Summary: A Sermon on Communion
A Chiclet and a Thimble
You know, I don’t feel old. In fact, I consider myself to be quite young. But you really start to feel your age when some of the things and events you grew up with start showing up on the history channel. When I went back to college at 38, I took a few history courses and I had a distinct advantage over some of the 18 and 19 year old students because all they could do was read about the events of the 60s, 70s and 80s, but I lived through many of them. Maybe that’s why many of the other students wanted to study with me. Sometime around my 40th birthday, my sister in law sent me an e-mail that many of you may have seen regarding those who entered college in 2003 and will, hopefully, graduate next May. I received a similar e-mail before. I think it comes out every year just to remind us how old we’re getting. The message relays many of the things the class of 2007 could not remember or relate to because of their age. Here are a few of them:
-They were 6 when the Soviet Union broke apart and do not remember the Cold War.
-Tiananmen Square means nothing to them.
-Bottle caps have always been screw off and plastic.
-They have no idea what a cloth baby diaper is.
-They may have never heard of an 8 track.
-They have always had an answering machine.
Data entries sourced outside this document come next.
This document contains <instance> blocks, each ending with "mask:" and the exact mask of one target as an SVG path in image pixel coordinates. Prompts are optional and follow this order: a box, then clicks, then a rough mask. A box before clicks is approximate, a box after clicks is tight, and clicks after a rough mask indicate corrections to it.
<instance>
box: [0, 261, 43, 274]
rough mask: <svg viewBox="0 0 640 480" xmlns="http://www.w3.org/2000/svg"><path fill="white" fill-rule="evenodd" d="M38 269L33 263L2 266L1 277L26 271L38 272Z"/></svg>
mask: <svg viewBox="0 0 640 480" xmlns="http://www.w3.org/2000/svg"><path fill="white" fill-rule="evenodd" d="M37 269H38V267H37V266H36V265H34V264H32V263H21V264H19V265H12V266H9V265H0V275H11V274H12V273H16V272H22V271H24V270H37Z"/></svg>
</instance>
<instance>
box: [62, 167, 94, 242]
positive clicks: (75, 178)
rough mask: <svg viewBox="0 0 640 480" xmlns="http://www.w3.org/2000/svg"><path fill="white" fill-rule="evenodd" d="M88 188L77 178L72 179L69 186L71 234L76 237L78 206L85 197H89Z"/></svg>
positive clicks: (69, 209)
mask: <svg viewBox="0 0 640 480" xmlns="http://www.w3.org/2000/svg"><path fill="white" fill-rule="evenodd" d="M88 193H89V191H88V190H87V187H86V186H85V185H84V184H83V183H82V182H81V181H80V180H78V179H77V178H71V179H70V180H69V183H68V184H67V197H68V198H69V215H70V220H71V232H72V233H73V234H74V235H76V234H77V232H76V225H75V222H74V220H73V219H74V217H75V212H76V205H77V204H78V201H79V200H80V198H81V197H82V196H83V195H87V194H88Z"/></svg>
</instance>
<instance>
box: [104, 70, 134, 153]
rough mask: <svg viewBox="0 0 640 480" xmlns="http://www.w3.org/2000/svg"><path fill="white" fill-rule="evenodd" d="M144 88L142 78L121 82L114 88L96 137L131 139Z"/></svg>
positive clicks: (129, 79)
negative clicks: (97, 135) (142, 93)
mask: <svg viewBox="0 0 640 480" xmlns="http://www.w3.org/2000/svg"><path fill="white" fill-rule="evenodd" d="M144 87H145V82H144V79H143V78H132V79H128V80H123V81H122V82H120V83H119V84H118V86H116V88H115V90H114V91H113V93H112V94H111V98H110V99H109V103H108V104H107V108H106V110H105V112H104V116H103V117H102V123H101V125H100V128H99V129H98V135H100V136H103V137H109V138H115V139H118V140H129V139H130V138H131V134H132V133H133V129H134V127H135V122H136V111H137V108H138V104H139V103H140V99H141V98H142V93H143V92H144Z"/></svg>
-There have always been VCRs but they have probably never heard of Beta
-Most have never a black and white TV.
-They have always had cable.
For the class of 2007
-Jay Leno has always been on the Tonight Show.
-Popcorn has always been cooked in the microwave.
-They have no idea when or why Jordache jeans were ever cool.
-They have no idea who J.R. was and do not care who shot him.
-To them, Kansas, Chicago, Boston, America, and Alabama are places, not bands...
-There has always been MTV.
This list may make a lot of us remember the past but it’s not the fault of the class of 2007 that they don’t know about these things. They weren’t around to experience them. But, they can read about these things; learn about them; try to understand what they mean. We were not around when Jesus gave us the Lord’s Supper but we can read about it; learn about it; try to understand what it means.
For many of us here today, we gather every week at the Lord’s Table to remember. We might remember the last few hours of freedom that Jesus had on this earth. We might remember a King who washed the feet of the people. We remember Jesus, who died in our place and who washes not just his disciple’s feet, but also their souls. Their feet he washed with water and a towel. Our souls took a lot more. To wash away our sins required his body and blood.
We remember that, after that Passover meal, there was a prayer; a prayer of fear; a prayer of agony. A prayer prayed so passionately that blood dripped from the forehead of our Lord. A prayer that took place while those who were supposed to be the most loyal to him, the ones who loved him the most, were sleeping. We remember a prayer that turned everything over to the will of God.